CentralizedSparsifiedSGD

class mlbench_core.optim.pytorch.centralized.CentralizedSparsifiedSGD(params=None, lr=required, weight_decay=0, sparse_grad_size=10, random_sparse=False, world_size=1, average_world=True)[source]

Implements centralized sparsified version of stochastic gradient descent.

Parameters
  • params (iterable) – iterable of parameters to optimize or dicts defining parameter groups

  • lr (float) – Learning rate

  • weight_decay (float, optional) – weight decay (L2 penalty) (default: 0)

  • sparse_grad_size (int) – Size of the sparsified gradients vector (default: 10)

  • random_sparse (bool) – Whether select random sparsification (default: False)

  • average_world (bool) – Whether to average models on the world_size (default: True)
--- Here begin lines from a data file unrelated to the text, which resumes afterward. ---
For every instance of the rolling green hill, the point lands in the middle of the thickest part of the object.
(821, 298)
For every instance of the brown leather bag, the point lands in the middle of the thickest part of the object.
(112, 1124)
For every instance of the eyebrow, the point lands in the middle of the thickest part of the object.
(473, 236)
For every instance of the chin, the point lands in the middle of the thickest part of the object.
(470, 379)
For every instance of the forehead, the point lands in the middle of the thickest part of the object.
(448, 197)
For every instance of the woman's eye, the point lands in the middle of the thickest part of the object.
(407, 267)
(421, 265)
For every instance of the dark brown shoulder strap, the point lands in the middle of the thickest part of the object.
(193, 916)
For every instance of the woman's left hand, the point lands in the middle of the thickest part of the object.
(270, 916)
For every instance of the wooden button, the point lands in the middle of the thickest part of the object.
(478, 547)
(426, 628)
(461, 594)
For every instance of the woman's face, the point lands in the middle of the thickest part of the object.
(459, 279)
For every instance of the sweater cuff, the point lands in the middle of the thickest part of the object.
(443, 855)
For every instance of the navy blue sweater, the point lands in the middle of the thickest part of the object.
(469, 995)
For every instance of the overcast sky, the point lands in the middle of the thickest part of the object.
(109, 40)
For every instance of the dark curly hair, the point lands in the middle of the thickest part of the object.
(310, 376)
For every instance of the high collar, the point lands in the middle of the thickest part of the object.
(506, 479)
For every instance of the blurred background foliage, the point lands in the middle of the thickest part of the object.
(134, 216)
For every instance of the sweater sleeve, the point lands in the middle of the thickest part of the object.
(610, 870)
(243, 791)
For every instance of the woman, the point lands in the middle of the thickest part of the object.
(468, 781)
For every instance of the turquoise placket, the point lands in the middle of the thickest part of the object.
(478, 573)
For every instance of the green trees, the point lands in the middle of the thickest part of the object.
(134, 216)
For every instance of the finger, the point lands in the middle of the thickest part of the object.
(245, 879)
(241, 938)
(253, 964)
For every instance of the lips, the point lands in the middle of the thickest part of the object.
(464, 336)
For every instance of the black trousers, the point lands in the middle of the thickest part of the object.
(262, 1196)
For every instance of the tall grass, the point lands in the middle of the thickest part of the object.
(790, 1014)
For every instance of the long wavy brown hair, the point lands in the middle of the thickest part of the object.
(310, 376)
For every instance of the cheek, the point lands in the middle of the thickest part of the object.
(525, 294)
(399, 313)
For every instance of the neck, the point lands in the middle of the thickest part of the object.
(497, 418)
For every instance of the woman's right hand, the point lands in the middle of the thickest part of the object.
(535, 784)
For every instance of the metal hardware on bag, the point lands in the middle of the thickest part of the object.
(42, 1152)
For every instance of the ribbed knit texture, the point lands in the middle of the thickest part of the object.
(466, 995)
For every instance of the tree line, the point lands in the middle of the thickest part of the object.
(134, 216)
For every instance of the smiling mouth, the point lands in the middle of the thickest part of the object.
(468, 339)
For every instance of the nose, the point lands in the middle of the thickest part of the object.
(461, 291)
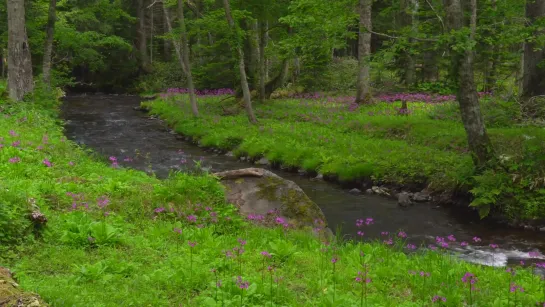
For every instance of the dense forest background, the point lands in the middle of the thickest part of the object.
(305, 45)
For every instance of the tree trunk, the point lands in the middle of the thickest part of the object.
(242, 67)
(533, 76)
(19, 61)
(279, 80)
(182, 54)
(363, 92)
(50, 32)
(262, 59)
(462, 66)
(185, 60)
(142, 37)
(2, 64)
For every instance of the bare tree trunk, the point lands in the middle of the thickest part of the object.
(181, 55)
(363, 92)
(2, 64)
(262, 59)
(533, 76)
(142, 37)
(462, 65)
(19, 61)
(50, 32)
(242, 68)
(186, 62)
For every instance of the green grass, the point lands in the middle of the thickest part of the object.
(428, 147)
(122, 252)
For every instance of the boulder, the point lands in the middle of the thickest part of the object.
(421, 197)
(355, 191)
(262, 161)
(380, 191)
(404, 199)
(11, 295)
(258, 191)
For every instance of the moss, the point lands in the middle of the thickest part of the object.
(269, 187)
(12, 295)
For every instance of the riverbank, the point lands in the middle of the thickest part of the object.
(118, 237)
(423, 147)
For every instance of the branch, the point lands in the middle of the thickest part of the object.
(397, 37)
(156, 1)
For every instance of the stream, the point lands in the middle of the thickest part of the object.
(109, 125)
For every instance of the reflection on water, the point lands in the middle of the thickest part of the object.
(110, 126)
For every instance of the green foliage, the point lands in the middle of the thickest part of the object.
(375, 143)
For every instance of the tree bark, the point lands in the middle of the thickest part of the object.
(462, 66)
(182, 54)
(186, 61)
(363, 92)
(19, 61)
(142, 37)
(50, 33)
(533, 76)
(2, 64)
(279, 80)
(262, 59)
(242, 67)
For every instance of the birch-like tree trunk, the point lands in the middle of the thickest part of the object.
(263, 35)
(142, 37)
(533, 76)
(185, 59)
(241, 65)
(462, 66)
(182, 54)
(19, 61)
(50, 33)
(363, 91)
step(self, closure=None)[source]

Aggregates the gradients and performs a single optimization step.

Parameters

closure (callable, optional) – A closure that reevaluates the model and returns the loss.

PowerSGD

class mlbench_core.optim.pytorch.centralized.PowerSGD(model=None, lr=required, momentum=0, weight_decay=0, dampening=0, nesterov=False, average_world=True, use_cuda=False, by_layer=False, reuse_query=False, world_size=1, rank=1)[source]

Implements PowerSGD with error feedback (optionally with momentum).

Parameters
  • model (nn.Module) – Model which contains parameters for SGD

  • lr (float) – learning rate

  • momentum (float, optional) – momentum factor (default: 0)

  • weight_decay (float, optional) – weight decay (L2 penalty) (default: 0)

  • dampening (float, optional) – dampening for momentum (default: 0)

  • nesterov (bool, optional) – enables Nesterov momentum (default: False)

  • average_world (bool) – Whether to average models on the world_size (default: True)

  • use_cuda (bool) – Whether to use cuda tensors for aggregation

  • by_layer (bool) – Aggregate by layer instead of all layers at once

  • reuse_query (bool) – Whether to use warm start to initialize the power iteration

  • rank (int) – The rank of the gradient approximation

step(self, closure=None, tracker=None)[source]

Performs a single optimization step.

Parameters
  • closure (callable, optional) – A closure that reevaluates the model and returns the loss.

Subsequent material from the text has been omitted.